Business Vehicle Purchase

What happens when you purchase a vehicle and you put it “under your business”? What does that even mean? First, that means when you buy a vehicle you register it or title it under the name of your business. That is the first thing you have got to do. The second thing is, if you are financing the vehicle, it must be financed under the name of your business. The vehicle must also be insured under your business. All the legal aspects of the vehicle need to be tied to your business.

 

Negatives to Purchasing “Under the Business”

There are some consequences to purchasing a car under your business name.

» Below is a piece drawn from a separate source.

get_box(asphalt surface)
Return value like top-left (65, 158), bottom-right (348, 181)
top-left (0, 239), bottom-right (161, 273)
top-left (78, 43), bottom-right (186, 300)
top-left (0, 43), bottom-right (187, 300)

  • Putting your car in the name of the business increases the liability on your business and may be more expensive in the long run. Lenders will often charge more interest, or a higher interest rate when financing a purchase as a business.
  • Your insurance will be more complicated. You must have proper liability insurance and auto insurance to cover your company vehicle. The liability for any accidents that occur while using the vehicle will fall on your business.
  • The vehicle must be driven for business use only (or most of the time). If you are using a business vehicle for personal use as well, then you must take a personal use tax.

 

Benefits to Purchasing “Under the Business”

Purchasing a vehicle under your business does have some benefits.

  • The vehicle’s taxes, insurance, and gas will be deductible to the business if your car is properly registered and accounted for under your business.
  • The vehicle is considered a fixed asset for your business. This means that you can take the depreciation of the vehicle over time – typically five years for a car. Let’s say you bought a car for $50,000 then you typically would take a $10,000 depreciation for five years.
  • There are special rules for small business owners that let you depreciate more of the car’s value up front, depending on the type of the car. Section 179 of the Tax Code (the 6,000 pound vehicle deduction rule) allows you to take the full value of the car’s depreciation in the year of purchase. Check out the Tax Code for more detail on that deduction.

A Better Solution

There is a better solution if you use your vehicle frequently for business but not solely for your business. Purchase the car as a personal vehicle, finance, register and insure it under your name.  Then take the federal mileage deduction or reimburse yourself using the federal mileage rate through your business. For 2020, the mileage rate is 57.5 cents per mile, which is a good deduction, especially if you drive a lot.

Now to write off mileage correctly, and for it to count legitimately on your tax return and stand up to an audit you need to keep track using a mileage log. There are tools out there now that let you do this very easily. There is a great app called Mile IQ. Mile IQ uses the GPS on your phone to track where you drive and then it separates the mileage into trips. Once it separates your trips, you can classify each trip as either business or personal. This gives you an incredibly detailed log of your business trips and your personal trips. These are the type of logs that the IRS needs to see if they audit your mileage. This type of system should be in place up front rather than attempting to recreate it in the case of an audit.